A dear friend of mine gifted me with this book (in preparation of law school), saying that she had to read it in her pre-law course:

I have always been a fan of Clive… As a wide-eyed child, “The Lion, the Witch, and the Wardrobe” introduced me to a fantasyland and always made me peer into closets with secret hope & wonder. “Mere Christianity” and especially “Surprised by Joy” helped build the foundation for my faith as I related to his own spiritual journey. I became more vigilant to the insidious, sneaky ways of the enemy through “The Screwtape Letters.” “A Grief Observed” offered me a sense of empathy and taught me it was okay to go through cycles of grief and mourning for loved ones. All these books came at the right stage of my life, and this book was no exception, considering I was talking about moral relativism just two posts ago!
This book, like his other books, was short in length, but extremely dense in content. I feel like I have to reread it in order to understand the depth and breadth of his argument. In this one, C.S Lewis addresses and criticizes those in academia who wholly reject this idea of universal truth and those who put a sharp divide between reason and sentiment.

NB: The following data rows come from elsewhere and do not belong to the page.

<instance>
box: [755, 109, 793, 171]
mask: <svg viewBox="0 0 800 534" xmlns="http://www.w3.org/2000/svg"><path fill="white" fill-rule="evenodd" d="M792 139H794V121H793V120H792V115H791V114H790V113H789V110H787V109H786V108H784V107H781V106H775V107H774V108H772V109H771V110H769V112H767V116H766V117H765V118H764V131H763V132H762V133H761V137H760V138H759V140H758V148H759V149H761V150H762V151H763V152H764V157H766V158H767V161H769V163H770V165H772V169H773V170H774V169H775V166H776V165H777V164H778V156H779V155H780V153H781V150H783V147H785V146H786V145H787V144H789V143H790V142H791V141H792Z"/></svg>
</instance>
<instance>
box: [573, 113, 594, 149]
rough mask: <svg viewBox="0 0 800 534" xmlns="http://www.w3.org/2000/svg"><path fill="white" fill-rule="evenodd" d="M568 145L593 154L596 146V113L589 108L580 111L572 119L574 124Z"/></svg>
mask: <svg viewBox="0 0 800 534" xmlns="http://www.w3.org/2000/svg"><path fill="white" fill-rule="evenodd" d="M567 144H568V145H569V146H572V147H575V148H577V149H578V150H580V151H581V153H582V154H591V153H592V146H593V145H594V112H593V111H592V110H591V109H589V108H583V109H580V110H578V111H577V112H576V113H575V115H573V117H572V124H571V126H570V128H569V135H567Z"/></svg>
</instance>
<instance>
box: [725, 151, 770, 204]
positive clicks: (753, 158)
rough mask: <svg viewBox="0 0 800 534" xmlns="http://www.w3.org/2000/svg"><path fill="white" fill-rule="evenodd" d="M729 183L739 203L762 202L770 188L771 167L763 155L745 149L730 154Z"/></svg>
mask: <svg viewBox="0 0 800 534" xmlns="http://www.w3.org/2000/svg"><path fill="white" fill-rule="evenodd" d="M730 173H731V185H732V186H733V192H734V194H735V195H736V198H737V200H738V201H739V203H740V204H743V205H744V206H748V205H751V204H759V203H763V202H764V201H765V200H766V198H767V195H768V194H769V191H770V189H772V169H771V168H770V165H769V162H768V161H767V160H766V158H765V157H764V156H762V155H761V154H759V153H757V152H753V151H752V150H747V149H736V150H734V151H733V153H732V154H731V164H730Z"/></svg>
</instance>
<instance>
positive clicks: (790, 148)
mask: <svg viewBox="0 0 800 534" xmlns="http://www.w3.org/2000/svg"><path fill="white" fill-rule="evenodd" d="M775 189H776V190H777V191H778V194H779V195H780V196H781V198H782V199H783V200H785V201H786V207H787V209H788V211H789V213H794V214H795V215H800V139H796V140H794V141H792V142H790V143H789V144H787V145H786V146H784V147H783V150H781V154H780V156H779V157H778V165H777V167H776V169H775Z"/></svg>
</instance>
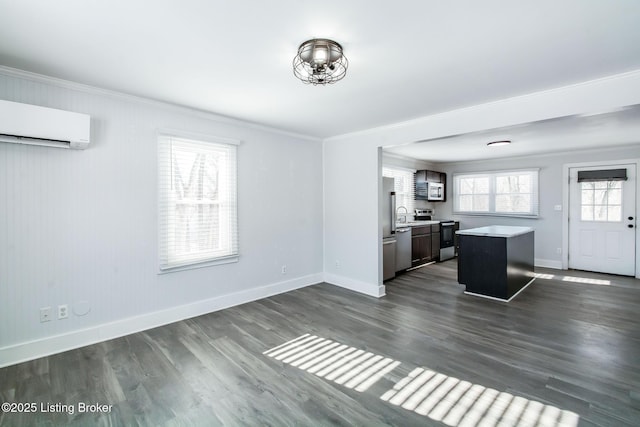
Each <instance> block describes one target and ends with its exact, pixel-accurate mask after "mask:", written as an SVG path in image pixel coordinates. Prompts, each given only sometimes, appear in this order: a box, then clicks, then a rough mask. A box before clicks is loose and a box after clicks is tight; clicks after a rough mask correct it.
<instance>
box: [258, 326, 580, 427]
mask: <svg viewBox="0 0 640 427" xmlns="http://www.w3.org/2000/svg"><path fill="white" fill-rule="evenodd" d="M263 354H264V355H266V356H268V357H271V358H273V359H275V360H279V361H281V362H283V363H286V364H289V365H291V366H295V367H297V368H299V369H302V370H304V371H306V372H309V373H312V374H314V375H317V376H319V377H322V378H324V379H327V380H330V381H333V382H335V383H337V384H341V385H343V386H345V387H347V388H349V389H353V390H357V391H359V392H364V391H366V390H367V389H369V387H371V386H372V385H373V384H375V383H376V382H377V381H378V380H379V379H380V378H382V377H383V376H385V375H386V374H388V373H389V372H391V371H392V370H393V369H395V368H396V367H397V366H399V365H400V362H399V361H396V360H393V359H390V358H388V357H384V356H381V355H378V354H374V353H371V352H369V351H365V350H361V349H357V348H355V347H350V346H348V345H346V344H341V343H339V342H336V341H332V340H329V339H325V338H322V337H318V336H316V335H311V334H304V335H302V336H300V337H298V338H296V339H293V340H291V341H288V342H286V343H284V344H282V345H279V346H277V347H274V348H272V349H271V350H267V351H265V352H264V353H263ZM380 399H382V400H383V401H385V402H388V403H389V404H392V405H395V406H400V407H402V408H404V409H406V410H409V411H413V412H415V413H417V414H419V415H423V416H426V417H429V418H430V419H432V420H435V421H439V422H442V423H444V424H446V425H448V426H454V427H475V426H484V427H527V426H540V427H576V426H577V425H578V421H579V420H580V417H579V416H578V414H576V413H574V412H571V411H565V410H562V409H559V408H556V407H555V406H552V405H545V404H543V403H540V402H537V401H535V400H529V399H525V398H524V397H520V396H514V395H512V394H509V393H506V392H501V391H498V390H494V389H492V388H488V387H484V386H482V385H479V384H473V383H471V382H469V381H464V380H460V379H458V378H455V377H450V376H448V375H445V374H442V373H439V372H436V371H432V370H430V369H427V368H416V369H414V370H413V371H411V373H410V374H409V375H407V376H406V377H404V378H402V379H401V380H400V381H398V382H397V383H396V385H395V386H393V388H391V389H390V390H388V391H386V392H385V393H384V394H383V395H382V396H380Z"/></svg>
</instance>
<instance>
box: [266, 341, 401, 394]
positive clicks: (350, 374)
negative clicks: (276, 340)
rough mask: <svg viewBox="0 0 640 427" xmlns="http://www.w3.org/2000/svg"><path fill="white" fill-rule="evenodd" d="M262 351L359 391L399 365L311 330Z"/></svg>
mask: <svg viewBox="0 0 640 427" xmlns="http://www.w3.org/2000/svg"><path fill="white" fill-rule="evenodd" d="M263 354H264V355H266V356H269V357H272V358H274V359H276V360H280V361H282V362H283V363H287V364H290V365H292V366H295V367H297V368H299V369H302V370H305V371H307V372H310V373H312V374H315V375H317V376H319V377H322V378H326V379H328V380H331V381H334V382H336V383H338V384H341V385H344V386H345V387H347V388H350V389H354V390H356V391H359V392H363V391H365V390H367V389H368V388H369V387H371V386H372V385H373V384H375V383H376V381H378V380H379V379H380V378H382V377H383V376H384V375H386V374H387V373H389V372H391V371H392V370H393V369H394V368H396V367H397V366H398V365H400V362H398V361H395V360H393V359H389V358H388V357H384V356H380V355H377V354H373V353H371V352H366V351H364V350H359V349H357V348H355V347H349V346H347V345H345V344H340V343H338V342H335V341H331V340H328V339H325V338H321V337H318V336H316V335H310V334H304V335H302V336H300V337H298V338H296V339H294V340H291V341H288V342H286V343H284V344H282V345H279V346H277V347H275V348H272V349H271V350H267V351H265V352H264V353H263Z"/></svg>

“It is the doctrine of objective value, the believe that certain attitudes are really true, and others really false, to the kind of thing the universe is and the kind of things we are. Those who know [this] can hold that to call children delightful or old men venerable is not simply to record a psychological fact about our own parental or filial emotions at the moment, but to recognize a quality which demands a certain response from us whether we make it or not…. No emotion is, in itself, a judgment; in that sense all emotions and sentiments are alogical. But they can be reasonable or unreasonable as they conform to Reason or fail to conform. The heart never takes the place of the head: but it can, and should, obey it.”
“The head rules the belly through the chest – of emotions organized by trained habit into stable sentiments. The chest-magnanimity-sentiment -> these are the indispensable liaison officers between the cerebral man and the visceral man. It may even be said that it is by this middle element that man is man; for by his intellect he is mere spirit and by his appetite mere animal… it is not excess of thought but defect of fertile and generous emotion that marks [these academic men] out. Their heads are no bigger than the ordinary; it is the atrophy of the chest beneath that makes them seem so.”